Mit der Tordifferenz ist es so eine Sache. Während der Saison wabert sie in einer Relevanz-Liga mit der Laufleistung des zweiten Ersatztorhüters, doch geht es um den Aufstieg am letzten Spieltag, liest sich die Treffer-Gegentreffer-Rechnung und das 6:3 vom Saisonbeginn wieder ganz anders. Diese Erfahrung machten die Kicker aus Unterwaltersdorf, einem 2308-Einwohner-Dorf aus der Provinz südlich von Wien.
Die Tordifferenz vor dem letzten Spieltag: 47 Treffer
Der Fußballverein des Dorfes, der ASV Unterwaltersdorf, hat bisher eine starke Saison gespielt. Vor dem letzten Spieltag am Wochenende steht der ASV auf dem zweiten Platz der 2. Klasse Mitte-Ost Niederösterreich, der 8. Liga. Punktgleicher Tabellenführer ist der SK Breitenfurt, weil seine Tordifferenz besser ist. Um gewaltige 47 Tore.
Eigentlich unmöglich, diesen Rückstand in nur noch einem verbleibenden Spiel aufzuholen. Gewinnt Breitenfurt sein letztes Saisonspiel gegen Laxenburg, ist die Sache mit dem Aufstieg für Unterwaltersdorf gelaufen.
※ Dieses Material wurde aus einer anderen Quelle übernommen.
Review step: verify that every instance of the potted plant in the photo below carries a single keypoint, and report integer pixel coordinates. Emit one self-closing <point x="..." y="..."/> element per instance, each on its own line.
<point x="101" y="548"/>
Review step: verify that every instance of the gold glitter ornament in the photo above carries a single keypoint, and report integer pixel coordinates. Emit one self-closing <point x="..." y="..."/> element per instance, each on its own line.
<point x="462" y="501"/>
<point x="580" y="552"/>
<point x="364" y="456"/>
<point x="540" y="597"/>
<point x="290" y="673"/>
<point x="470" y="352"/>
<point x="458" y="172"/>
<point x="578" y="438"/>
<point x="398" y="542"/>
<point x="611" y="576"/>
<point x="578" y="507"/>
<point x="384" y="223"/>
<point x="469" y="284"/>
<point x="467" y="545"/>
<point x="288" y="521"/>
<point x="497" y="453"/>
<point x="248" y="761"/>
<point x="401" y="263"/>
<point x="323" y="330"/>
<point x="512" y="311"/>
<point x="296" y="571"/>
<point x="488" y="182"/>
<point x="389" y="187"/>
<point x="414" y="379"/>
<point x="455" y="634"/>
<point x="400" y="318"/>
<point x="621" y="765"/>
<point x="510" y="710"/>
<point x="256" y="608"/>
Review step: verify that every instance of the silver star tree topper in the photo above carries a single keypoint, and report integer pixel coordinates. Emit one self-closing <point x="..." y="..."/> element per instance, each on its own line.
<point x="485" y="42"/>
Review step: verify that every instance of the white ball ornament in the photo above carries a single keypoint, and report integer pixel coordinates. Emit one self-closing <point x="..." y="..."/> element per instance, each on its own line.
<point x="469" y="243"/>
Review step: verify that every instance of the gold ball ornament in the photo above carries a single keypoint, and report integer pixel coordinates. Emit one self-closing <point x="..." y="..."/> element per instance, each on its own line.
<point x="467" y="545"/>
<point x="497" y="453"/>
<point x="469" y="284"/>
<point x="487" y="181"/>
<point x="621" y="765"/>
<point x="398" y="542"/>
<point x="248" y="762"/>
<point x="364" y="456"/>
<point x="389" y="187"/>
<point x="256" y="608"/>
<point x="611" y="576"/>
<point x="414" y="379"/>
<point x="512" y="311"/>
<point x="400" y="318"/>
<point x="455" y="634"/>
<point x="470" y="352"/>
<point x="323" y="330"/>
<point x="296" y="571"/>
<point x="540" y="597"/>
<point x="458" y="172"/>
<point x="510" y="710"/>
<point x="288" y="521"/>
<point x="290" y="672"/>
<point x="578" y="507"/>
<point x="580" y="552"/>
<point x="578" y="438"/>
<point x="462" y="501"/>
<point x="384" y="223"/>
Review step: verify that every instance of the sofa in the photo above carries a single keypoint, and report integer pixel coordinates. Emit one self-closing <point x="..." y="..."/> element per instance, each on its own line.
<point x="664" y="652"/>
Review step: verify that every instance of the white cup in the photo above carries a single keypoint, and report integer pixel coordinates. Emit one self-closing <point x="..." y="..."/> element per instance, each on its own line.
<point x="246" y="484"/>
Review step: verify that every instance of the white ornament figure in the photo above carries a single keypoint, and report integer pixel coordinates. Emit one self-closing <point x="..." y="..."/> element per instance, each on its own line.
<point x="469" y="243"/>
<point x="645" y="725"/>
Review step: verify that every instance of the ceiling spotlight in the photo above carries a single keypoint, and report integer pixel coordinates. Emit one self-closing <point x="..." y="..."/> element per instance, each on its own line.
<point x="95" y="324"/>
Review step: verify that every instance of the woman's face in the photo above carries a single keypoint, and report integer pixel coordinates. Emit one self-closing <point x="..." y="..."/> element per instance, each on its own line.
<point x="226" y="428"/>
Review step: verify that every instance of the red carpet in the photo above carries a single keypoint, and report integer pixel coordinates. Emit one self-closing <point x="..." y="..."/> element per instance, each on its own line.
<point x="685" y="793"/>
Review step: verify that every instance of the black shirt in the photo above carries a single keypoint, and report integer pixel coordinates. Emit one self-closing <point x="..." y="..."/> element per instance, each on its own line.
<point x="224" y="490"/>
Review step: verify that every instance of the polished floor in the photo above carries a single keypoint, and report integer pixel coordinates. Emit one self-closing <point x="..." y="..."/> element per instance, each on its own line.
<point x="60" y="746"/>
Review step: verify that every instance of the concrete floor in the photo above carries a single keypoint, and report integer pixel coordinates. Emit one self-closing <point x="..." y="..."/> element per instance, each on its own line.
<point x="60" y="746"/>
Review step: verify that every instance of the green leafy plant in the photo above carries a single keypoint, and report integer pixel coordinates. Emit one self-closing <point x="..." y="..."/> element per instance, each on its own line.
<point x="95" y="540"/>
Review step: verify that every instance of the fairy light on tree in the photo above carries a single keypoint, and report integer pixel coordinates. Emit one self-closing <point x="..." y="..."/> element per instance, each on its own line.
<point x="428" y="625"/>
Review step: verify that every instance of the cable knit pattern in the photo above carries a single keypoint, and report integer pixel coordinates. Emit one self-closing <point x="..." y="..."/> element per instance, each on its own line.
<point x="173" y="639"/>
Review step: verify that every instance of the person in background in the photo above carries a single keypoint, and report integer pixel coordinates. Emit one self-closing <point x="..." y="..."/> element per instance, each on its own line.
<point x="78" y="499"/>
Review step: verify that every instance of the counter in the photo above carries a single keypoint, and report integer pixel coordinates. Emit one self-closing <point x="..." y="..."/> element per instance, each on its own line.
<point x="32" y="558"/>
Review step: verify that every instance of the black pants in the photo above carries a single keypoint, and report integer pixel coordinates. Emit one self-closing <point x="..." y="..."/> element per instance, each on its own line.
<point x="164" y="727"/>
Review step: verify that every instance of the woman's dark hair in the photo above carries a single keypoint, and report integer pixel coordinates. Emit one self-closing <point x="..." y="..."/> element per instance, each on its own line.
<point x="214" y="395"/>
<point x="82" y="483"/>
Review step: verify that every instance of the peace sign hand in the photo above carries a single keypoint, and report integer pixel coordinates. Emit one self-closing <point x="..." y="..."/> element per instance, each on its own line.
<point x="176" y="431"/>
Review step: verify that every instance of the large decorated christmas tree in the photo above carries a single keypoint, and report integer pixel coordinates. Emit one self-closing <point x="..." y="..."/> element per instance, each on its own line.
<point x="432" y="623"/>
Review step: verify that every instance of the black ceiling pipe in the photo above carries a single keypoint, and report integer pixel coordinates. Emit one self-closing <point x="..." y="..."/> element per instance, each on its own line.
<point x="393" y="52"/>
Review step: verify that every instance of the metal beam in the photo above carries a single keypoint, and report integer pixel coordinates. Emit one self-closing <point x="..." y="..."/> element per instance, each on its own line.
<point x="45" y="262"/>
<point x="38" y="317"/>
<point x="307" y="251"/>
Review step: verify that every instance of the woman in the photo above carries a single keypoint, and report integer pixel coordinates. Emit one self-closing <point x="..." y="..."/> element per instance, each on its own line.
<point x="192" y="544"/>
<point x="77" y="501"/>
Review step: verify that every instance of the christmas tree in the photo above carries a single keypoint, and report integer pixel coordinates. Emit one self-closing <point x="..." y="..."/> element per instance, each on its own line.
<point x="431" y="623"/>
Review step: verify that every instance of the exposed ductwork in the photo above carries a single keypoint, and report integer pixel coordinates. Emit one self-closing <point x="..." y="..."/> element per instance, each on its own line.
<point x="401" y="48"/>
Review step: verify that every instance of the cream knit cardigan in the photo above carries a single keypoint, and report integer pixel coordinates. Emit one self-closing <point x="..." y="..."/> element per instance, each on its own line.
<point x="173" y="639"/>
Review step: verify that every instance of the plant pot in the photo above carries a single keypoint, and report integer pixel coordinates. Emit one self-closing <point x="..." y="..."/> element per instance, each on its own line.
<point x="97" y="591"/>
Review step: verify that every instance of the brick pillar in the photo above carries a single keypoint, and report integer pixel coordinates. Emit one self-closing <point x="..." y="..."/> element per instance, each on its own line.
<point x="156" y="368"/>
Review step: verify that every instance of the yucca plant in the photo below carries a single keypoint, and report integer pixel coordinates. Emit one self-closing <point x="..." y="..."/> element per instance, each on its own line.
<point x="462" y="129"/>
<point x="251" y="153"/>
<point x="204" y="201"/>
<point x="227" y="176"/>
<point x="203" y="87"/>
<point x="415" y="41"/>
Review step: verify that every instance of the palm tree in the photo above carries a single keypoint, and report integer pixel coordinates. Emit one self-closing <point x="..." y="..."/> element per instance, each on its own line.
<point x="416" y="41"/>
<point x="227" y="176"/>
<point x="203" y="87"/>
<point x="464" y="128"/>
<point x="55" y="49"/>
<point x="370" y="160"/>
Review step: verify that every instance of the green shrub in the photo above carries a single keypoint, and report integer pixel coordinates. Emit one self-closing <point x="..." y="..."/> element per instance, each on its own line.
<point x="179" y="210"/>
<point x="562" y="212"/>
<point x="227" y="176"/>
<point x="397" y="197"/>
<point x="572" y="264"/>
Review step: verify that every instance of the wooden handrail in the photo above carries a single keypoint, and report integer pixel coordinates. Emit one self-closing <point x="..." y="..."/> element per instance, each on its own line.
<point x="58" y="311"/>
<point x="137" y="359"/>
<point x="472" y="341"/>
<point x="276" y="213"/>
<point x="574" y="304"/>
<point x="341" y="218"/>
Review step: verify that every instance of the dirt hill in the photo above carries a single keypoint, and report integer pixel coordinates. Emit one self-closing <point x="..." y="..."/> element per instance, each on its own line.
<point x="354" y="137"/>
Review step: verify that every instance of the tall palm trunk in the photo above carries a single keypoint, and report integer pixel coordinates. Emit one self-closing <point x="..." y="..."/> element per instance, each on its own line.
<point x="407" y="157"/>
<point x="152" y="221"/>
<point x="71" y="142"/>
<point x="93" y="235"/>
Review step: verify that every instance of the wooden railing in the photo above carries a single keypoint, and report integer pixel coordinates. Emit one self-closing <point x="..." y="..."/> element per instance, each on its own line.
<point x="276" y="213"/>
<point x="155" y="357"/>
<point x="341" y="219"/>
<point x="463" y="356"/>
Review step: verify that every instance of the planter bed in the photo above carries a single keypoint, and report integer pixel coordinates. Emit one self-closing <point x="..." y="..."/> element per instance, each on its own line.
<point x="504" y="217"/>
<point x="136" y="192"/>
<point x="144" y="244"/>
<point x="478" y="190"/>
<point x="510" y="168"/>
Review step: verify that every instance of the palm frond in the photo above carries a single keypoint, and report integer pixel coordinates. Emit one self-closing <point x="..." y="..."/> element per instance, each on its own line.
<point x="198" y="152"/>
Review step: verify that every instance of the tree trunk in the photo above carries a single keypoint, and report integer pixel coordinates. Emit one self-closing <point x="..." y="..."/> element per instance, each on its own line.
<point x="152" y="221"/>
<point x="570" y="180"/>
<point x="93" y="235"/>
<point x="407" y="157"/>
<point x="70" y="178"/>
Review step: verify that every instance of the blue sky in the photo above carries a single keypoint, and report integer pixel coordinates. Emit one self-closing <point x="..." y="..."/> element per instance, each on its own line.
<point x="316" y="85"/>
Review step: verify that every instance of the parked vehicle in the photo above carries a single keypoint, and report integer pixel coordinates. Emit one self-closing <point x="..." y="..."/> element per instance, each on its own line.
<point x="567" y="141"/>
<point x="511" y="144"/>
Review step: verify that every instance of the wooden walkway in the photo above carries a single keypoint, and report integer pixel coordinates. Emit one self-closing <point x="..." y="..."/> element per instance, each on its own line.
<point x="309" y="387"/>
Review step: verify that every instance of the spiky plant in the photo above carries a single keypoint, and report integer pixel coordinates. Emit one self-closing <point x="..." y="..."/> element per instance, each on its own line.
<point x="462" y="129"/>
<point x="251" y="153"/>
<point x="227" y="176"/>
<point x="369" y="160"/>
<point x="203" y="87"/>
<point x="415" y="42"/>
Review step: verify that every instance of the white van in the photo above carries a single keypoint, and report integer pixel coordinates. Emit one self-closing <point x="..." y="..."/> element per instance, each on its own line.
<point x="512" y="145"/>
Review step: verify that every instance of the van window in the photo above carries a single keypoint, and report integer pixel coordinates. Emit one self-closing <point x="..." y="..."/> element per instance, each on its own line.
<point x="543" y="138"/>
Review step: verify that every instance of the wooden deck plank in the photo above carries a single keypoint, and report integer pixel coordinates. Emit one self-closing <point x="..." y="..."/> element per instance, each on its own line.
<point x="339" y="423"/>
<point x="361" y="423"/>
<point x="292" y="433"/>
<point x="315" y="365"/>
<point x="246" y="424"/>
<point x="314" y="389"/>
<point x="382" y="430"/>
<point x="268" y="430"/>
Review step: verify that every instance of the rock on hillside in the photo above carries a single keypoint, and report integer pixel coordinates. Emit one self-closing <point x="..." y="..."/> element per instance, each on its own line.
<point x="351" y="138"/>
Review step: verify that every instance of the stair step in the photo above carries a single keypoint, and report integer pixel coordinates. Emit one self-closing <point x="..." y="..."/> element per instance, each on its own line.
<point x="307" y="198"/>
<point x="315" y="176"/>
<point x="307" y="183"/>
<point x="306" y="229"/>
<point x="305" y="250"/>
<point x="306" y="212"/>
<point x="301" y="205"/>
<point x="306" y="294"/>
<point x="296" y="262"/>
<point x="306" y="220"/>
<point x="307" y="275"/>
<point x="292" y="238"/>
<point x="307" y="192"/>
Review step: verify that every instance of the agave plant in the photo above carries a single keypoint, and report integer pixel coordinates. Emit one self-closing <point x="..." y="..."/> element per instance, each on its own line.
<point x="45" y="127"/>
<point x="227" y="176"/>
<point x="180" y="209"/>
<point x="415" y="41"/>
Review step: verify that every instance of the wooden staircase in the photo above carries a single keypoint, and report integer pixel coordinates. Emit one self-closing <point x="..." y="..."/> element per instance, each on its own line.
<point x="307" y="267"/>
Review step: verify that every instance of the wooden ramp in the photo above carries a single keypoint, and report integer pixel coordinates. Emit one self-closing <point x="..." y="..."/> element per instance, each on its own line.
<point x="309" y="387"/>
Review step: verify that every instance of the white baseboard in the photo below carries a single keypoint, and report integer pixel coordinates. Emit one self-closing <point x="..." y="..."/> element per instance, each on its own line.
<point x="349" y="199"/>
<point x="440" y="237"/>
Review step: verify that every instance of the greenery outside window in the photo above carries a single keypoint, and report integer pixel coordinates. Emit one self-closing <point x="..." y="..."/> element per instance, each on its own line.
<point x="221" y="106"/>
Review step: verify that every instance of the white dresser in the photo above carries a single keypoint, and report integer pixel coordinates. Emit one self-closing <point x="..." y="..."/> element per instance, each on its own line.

Es gibt aber ein Fünkchen Hoffnung: den SC Mödling. Der Gegner am letzten Spieltag ist der Tabellenletzte, der sich in den bisherigen 25 Spielen schon 181 Tore einfing, nur zwei Punkte holte und bislang magere acht Tore geschossen hatte. Ein leichter Gegner. Aber eigentlich ist klar, dass das Spiel nur ein versöhnlicher Saisonabschluss einer starken Unterwaltersdorfer Saison werden sollte.
Der Torwart ist nicht da, ein Stürmer muss in den Kasten
Fünf Minuten vor dem Spiel in Unterwaltersdorf: Beim Gast aus Mödling wärmen sich gerade mal sieben Spieler auf. Der 50-jährige Trainer und Klubchef Michael Kanyka muss aushelfen, Mödling beginnt nur zu zehnt, irgendwann sind nur noch neun Spieler auf dem Feld. Einen Torhüter gibt es nicht, einer der Stürmer stellt sich ins Tor.
Nach nur fünf Minuten steht es 3:0 für die Unterwaltersdorfer, einen Elfmeter haben sie auch schon vergeben. Was danach folgt, ist kein Einbahnstraßenfußball, es sind Angriffe wie Flutwellen. Unterwaltersdorf knipst bis zur Halbzeit 18 Mal. „Das war, wie wenn Österreich gegen Amerika Krieg führen würde“, sagt Mödlings Trainer Michael Kanyka später.